Eat, pray, love: a book and a movie filled with clichés
"Eat, Pray, Love: One Woman's Search for Everything Across Italy, India and Indonesia" is a biographic roman written by American author Elizabeth Gilbert. The story tells about the author’s trip and adventures around the world across Italy, India and Indonesia after her anguished divorce. Gilbert’s book remained on The New York Times best seller list for over 180 weeks. Thanks to the success of the book, Columbia Pictures produced a film version, starred by Julia Roberts and Javier Bardem in 2010. Despite the success of the book and the relating film, that has got a great audience, the story appears trivial and full of banal clichés (at least for the parts concerning the Italian days, but it is not difficult to deduce that it could be the same thing for the other countries). It is true that Gilbert has actually visited Italy, she has been in Rome for a while and has attended an Italian language school in Rome as well. For this reason it is difficult to understand why her tale is full of banal and ridiculous references and common places. This is dangerous, because her story tells something about Italy (and about all the Italian culture) that is not correct and not real.

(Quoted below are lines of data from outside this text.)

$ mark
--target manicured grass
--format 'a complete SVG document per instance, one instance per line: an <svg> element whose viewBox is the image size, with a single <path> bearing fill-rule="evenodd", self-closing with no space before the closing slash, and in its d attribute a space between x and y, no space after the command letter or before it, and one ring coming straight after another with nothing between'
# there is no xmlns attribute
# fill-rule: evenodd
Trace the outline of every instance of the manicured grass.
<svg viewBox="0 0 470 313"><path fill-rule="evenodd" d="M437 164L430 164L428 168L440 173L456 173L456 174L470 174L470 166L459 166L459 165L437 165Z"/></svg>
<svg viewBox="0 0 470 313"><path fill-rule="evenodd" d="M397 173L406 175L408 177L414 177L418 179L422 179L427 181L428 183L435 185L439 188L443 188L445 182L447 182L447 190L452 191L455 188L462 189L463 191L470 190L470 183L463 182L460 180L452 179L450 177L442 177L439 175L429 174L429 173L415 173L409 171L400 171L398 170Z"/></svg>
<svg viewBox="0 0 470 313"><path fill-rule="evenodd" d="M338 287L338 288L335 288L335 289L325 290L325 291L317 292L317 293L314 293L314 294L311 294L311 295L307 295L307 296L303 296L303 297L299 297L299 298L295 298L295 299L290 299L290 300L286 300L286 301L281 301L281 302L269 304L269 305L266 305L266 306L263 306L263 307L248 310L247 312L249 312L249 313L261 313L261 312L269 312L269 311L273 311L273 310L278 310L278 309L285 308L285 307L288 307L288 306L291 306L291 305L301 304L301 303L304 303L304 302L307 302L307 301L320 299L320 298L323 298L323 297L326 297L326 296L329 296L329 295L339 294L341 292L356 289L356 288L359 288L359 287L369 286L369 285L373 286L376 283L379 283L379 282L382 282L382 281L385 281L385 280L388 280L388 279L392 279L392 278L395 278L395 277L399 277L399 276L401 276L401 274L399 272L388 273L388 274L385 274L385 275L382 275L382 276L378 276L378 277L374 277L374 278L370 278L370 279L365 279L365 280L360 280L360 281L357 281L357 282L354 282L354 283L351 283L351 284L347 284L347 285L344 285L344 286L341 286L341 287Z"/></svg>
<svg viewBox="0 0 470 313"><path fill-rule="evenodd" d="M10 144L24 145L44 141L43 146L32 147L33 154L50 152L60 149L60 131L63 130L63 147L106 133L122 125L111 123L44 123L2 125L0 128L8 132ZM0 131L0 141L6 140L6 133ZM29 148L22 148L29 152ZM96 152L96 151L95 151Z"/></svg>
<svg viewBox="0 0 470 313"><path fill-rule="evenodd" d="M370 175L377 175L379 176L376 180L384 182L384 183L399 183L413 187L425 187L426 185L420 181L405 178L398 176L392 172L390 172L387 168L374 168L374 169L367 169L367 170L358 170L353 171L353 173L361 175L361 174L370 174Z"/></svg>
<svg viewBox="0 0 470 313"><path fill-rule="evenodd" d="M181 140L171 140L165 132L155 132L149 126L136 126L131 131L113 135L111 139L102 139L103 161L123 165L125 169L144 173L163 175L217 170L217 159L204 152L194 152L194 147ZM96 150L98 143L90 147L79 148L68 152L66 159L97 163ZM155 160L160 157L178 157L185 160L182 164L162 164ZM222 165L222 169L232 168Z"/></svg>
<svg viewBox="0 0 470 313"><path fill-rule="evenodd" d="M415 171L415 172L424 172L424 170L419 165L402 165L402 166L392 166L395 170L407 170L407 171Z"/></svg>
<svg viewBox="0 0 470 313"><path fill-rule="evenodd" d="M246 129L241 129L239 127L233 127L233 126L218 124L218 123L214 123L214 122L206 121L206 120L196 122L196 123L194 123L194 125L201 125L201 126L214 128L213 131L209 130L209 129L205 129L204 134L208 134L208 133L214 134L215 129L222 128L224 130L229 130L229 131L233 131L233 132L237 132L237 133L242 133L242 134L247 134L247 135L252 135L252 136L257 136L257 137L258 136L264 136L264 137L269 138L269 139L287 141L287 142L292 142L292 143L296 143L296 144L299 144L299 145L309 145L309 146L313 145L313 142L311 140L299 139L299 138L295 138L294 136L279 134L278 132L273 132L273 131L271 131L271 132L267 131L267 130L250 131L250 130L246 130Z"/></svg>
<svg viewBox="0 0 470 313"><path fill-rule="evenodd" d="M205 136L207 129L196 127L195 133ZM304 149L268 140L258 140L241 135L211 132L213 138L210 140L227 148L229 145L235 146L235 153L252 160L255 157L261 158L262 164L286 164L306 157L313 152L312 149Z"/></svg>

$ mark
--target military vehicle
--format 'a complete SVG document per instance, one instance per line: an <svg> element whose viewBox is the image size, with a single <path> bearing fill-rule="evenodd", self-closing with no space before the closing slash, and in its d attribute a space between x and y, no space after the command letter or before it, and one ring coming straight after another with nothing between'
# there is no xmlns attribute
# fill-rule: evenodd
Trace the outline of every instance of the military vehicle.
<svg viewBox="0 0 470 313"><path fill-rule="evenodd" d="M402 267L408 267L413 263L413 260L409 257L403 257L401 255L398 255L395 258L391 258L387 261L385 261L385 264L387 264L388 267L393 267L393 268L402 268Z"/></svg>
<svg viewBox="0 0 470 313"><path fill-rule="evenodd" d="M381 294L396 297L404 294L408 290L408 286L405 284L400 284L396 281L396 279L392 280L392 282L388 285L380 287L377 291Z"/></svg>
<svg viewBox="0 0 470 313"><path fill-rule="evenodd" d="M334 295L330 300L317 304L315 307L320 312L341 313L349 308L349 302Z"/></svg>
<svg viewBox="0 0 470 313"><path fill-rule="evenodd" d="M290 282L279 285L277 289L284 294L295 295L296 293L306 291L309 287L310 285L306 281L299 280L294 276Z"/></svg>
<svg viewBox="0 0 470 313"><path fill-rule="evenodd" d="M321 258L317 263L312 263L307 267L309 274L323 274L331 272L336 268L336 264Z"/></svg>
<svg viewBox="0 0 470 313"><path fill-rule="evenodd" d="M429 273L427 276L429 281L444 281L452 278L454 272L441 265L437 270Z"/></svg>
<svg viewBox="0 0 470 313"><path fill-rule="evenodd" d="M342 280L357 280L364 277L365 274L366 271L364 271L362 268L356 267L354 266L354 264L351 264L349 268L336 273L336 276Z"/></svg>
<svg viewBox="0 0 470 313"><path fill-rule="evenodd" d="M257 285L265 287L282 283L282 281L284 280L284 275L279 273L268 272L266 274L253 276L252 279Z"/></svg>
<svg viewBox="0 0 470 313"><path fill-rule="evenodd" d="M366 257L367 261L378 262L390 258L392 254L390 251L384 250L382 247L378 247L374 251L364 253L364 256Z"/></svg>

A simple example: according to her tale, the Italians live all together in large families with parents, aunts, uncles and grandparents in the same house, like if the Italians didn't know the words "independence" or "intimacy". What she tells on her book could happen in the past (in the 18th century families of Southern Italy), but this doesn't happen anymore. For these and other reasons it is very difficult to understand who Gilbert used to talk to during her travel in Italy. Another strange and inappropriate aspect of the story (both film and movie) is the relationship between the Italians and food! Yes, everybody knows the strong connection and the high consideration by the Italians for good food, but here the Italians are described as a population that has nothing to do if eating. The Italians are described as people who only eat, walk down the streets and lose their time speaking.
Another aspect concerns the language: in Gilbert's tale, the Italian words and sentences are completely incorrect. If she had attended an Italian language school in Rome, she would have learned at least the most important Italian words, many useful things about the Italian culture and she would have avoided ridiculous mistakes.
Here, you can find the opinions by some of the most authoritative journalists and writers in Italy who expressed their point of view about the film:
- "The only thing missing in Julia’s Rome is the mandolin," commented the daily La Repubblica.
- "It rains spaghetti, the Italians are always gesticulating and following foreign girls shouting vulgarities but then getting engaged to a nice housewife to please their domineering mothers, all this under the sign of "dolce far niente" lifestyle" was Curzio Maltese comment, critic journalist for "La Repubblica" newspaper.
- The Turin La Stampa journal defined the film, as "kitsch" regretting that the Italian actors in the cast were left drawing on retro images of Italy from the 1950s. "That’s the way they like us in the United States, dark, boisterous, uninhibited; we’ve always known that, but this time the effect is beyond the limits." Il Messagero daily journal said it was not particularly bothered by the cliched portrayal of invasive mothers, nosy landladies and pleasure-loving Italians but it was offended by Roberts’ Spanish co-star Javier Bardem.
If the book's author had attended a good Italian language school and classes about Italian culture, she would have learned at least the most important Italian words, many useful things about the Italian culture and she would have avoided ridiculous mistakes.